Food is the glue that holds together any gathering. From a small group to a large crowd, when dinner is served, everyone is happy.
This doesn’t mean it’s simple to pull off a successful dinner party. There are plenty of details to consider. A dinner party that looks easy is the mark of a good planner. Here are some tips for planning a successful dinner party.
Set the tone.
Make a decision on the tone of the evening. Is it casual or formal? Intimate? Festive? Lighthearted? Will you have a sit-down meal or buffet?
You need to be clear in your own mind about the atmosphere you want to create for your guests. This is the foundation for building the dinner party.
Choose a theme.
Adding a party theme makes it more interesting to the guests. Maybe you’re going to have a wine or dessert tasting, pot luck, a cooking demonstration, or holiday theme. Do you want the guests to come in costume?
Once you’ve chosen the dinner party theme, you can plan your decorations, which includes lighting, table settings, accents, centerpieces, linens, and anything else that will help you set the scene to drive home your theme.
Also plan ahead for music, which creates the perfect backdrop for your evening. Build a playlist or hire musicians, but don’t overlook this important detail.
Create the invitations.
A dinner party invitation can be as casual as a phone call, text, or email, but if you want your dinner party to become an event in the eyes of your guests, create a memorable invitation.
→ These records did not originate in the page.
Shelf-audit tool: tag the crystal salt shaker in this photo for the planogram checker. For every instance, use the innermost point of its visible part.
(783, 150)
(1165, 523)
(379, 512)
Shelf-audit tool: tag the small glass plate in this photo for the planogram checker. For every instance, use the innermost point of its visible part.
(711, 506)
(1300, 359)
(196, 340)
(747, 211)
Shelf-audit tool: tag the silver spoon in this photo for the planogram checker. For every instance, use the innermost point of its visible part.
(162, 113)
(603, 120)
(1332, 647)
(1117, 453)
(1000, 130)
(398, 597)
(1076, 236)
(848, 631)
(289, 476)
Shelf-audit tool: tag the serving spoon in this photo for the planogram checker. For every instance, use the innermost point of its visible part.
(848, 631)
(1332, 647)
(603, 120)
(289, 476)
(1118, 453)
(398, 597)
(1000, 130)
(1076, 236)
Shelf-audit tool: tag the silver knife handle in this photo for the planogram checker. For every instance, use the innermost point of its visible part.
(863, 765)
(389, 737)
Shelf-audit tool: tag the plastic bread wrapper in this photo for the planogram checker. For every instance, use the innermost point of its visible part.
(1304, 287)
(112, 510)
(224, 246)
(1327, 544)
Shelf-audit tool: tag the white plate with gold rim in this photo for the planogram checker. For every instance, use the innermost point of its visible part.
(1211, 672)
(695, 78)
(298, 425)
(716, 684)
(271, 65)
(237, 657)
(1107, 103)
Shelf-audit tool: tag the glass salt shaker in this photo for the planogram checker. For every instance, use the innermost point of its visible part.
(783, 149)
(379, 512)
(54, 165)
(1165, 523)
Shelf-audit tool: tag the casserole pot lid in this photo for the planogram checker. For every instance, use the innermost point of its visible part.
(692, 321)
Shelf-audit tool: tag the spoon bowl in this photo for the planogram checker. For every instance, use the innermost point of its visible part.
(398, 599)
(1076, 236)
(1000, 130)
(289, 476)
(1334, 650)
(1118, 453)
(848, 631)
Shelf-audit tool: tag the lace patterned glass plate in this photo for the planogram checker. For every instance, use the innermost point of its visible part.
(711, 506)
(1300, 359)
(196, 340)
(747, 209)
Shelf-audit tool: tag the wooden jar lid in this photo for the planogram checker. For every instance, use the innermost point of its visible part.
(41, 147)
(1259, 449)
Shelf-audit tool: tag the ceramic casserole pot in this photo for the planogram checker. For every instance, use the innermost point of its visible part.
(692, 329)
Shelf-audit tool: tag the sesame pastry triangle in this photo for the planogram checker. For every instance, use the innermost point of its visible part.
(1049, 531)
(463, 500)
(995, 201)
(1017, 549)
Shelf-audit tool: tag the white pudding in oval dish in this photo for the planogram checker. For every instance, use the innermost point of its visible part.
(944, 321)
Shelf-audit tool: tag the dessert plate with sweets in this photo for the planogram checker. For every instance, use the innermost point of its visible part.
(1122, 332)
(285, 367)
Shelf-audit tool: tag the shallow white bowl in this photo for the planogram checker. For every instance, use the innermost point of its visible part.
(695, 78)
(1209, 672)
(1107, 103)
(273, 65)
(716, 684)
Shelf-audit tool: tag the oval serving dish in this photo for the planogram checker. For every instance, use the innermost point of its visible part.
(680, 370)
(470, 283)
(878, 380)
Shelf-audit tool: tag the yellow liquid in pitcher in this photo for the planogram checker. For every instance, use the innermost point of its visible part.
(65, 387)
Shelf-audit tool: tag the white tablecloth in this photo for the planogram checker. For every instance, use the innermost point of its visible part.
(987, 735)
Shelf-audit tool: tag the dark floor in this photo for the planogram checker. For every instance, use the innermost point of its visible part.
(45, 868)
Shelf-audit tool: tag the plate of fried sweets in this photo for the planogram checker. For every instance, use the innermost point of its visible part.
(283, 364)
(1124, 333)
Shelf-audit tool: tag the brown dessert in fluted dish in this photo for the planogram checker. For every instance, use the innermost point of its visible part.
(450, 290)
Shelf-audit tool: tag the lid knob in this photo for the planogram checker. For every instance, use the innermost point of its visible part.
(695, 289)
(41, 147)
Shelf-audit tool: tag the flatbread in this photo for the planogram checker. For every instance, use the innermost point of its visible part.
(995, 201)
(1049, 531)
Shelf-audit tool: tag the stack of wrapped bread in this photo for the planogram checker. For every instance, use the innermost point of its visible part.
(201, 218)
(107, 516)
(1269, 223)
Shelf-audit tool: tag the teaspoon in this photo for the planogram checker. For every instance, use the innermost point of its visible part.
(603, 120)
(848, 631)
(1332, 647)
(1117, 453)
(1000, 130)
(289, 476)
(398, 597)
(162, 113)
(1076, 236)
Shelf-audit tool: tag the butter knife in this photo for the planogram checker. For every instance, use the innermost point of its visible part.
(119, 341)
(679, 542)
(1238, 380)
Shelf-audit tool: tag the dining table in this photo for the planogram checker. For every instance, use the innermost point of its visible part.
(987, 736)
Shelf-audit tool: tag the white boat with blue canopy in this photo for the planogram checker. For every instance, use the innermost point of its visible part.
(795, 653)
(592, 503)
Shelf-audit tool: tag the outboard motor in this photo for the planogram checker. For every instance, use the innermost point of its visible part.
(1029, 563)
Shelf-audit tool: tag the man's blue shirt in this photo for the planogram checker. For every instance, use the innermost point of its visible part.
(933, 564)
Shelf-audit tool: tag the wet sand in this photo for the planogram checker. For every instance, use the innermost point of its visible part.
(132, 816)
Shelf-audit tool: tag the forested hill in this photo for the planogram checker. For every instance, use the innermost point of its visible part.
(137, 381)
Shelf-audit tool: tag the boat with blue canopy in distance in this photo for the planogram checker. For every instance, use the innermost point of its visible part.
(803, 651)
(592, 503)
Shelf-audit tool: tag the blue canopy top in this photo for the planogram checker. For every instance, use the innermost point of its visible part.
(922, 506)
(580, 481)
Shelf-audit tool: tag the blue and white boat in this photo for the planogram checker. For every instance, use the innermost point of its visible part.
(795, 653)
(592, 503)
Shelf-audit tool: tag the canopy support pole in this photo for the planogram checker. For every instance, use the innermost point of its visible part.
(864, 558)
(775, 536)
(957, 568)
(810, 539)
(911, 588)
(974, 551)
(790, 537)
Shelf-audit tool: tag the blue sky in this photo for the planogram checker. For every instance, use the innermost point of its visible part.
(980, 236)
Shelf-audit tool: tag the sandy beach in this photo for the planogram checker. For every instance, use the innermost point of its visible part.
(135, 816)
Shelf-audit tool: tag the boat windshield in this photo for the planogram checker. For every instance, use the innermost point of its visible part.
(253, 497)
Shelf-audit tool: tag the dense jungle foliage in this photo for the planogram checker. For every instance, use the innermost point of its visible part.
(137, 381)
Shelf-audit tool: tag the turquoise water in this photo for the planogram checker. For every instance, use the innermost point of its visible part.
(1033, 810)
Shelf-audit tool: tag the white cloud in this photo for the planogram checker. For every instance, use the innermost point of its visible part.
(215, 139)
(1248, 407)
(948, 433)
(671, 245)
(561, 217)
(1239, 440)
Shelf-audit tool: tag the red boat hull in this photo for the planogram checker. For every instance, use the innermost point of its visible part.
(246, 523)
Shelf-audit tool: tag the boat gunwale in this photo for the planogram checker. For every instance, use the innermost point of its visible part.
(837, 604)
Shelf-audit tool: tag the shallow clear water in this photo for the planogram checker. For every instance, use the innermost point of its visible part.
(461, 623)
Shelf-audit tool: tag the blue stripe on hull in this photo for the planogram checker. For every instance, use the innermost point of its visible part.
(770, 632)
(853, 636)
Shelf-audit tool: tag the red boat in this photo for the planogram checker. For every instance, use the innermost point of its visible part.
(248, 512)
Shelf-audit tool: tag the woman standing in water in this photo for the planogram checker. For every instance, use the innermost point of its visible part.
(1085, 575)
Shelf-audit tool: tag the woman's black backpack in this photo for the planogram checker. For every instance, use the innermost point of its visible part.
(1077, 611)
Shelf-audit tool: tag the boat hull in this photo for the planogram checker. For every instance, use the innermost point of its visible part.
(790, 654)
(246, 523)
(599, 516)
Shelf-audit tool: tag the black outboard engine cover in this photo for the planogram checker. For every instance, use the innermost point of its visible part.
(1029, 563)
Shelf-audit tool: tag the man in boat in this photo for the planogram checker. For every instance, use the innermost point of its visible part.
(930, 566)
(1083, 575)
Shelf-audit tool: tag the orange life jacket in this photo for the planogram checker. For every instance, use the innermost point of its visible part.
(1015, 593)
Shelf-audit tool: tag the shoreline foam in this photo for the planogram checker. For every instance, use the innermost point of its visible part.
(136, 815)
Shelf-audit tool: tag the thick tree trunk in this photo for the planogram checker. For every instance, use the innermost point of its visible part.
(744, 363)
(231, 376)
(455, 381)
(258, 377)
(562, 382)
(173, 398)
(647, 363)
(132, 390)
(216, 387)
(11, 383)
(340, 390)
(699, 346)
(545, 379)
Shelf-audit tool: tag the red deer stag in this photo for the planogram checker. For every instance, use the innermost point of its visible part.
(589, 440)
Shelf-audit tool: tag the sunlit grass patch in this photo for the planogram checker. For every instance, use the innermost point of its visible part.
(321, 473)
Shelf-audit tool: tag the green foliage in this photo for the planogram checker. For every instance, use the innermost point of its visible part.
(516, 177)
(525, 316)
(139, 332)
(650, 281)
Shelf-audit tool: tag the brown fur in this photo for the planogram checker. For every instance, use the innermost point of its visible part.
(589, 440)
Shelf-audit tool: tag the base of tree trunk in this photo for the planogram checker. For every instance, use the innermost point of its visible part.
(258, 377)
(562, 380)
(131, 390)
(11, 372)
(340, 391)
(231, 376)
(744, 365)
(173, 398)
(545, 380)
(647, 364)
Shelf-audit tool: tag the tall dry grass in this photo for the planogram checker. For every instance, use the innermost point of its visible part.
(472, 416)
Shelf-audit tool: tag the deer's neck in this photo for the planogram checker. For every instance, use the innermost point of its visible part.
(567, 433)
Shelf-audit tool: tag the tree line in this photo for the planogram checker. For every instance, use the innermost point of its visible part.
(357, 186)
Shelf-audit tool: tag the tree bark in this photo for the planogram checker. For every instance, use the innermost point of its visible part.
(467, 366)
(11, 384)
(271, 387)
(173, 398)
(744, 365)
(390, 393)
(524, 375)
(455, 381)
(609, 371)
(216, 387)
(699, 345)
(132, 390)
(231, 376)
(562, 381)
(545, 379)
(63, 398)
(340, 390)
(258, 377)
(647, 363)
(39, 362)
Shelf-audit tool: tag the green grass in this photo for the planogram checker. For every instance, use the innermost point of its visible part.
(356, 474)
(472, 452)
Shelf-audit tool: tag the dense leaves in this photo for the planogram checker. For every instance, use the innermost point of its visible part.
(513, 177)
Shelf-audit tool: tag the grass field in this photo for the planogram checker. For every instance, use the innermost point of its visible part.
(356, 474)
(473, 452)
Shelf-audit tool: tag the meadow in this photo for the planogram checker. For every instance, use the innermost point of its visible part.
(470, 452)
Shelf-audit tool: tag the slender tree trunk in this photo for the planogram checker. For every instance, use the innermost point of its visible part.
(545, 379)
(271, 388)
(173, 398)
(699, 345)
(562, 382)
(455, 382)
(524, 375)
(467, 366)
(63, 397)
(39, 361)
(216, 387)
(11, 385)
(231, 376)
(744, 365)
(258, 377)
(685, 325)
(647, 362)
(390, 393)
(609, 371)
You can go for a traditional invitation or use one of the many online resources for something more unique, like TinyPrints, Shutterfly, and Vistaprint.
Evite is a great source for creating and emailing professional looking invitations.
Plan the menu.
You know your theme, so use that to build your menu. Take into consideration any dietary concerns—vegetarians, vegans, diabetics, and people with food allergies. If you’re not sure, ask them to specify their needs in the RSVP.
Menu planning for a dinner party can be stressful—if you let it. Approach this step as you would design a room. Start with a signature piece and build around it. Do you have a signature dish? What would accent it?
If you need some help, you can find complete menus at Epicurious and or find inspiration at AllRecipes.
An important tip: Test your recipes before the dinner party to make sure you like them. Don’t use your guests as guinea pigs!
Decide on cooking duties.
Are you the chef for the evening’s menu or will you have help in your kitchen? Are you hiring a caterer or maybe bringing in a personal chef for the event? Remember that it’s more important how the food tastes than who did the stirring, sautéing, baking, etc.
If you want help from certain guests, ask them in advance for their assistance so they’re prepared, or request they bring their specialty.
Choose the settings.
Plan ahead for the table setting, from the dishes and linens to the salt and pepper shakers and serving pieces. Make sure you have all the items you’ll need. Just to be sure, set your table a night or two before.
Place your serving dishes on the table (including the utensils) with a note as to what will go in each. Decide where to place hors d’oeuvres.
If you will be using coasters, have them handy.
Set a schedule.
Map out the evening well ahead so you have an organized party planning schedule to follow. Any food you can prepare in advance will free up your time the day of your party.
Plan to call any guests who have not responded two days before your dinner party.
Make a note of what time each menu item needs to be removed from the fridge or freezer, placed in the oven, or put on ice.
Also list the times and temperatures of anything that will be cooked in the oven so you know how to juggle its use.
If you’re going to have fresh flowers, purchase them the day before and look for blossoms that aren’t open yet.
Place them in a vase overnight so they’re in full bloom for your party.
A successful dinner party is the result of careful planning. If you want to host an entertaining event, you need to take control. Don’t let the details overtake you.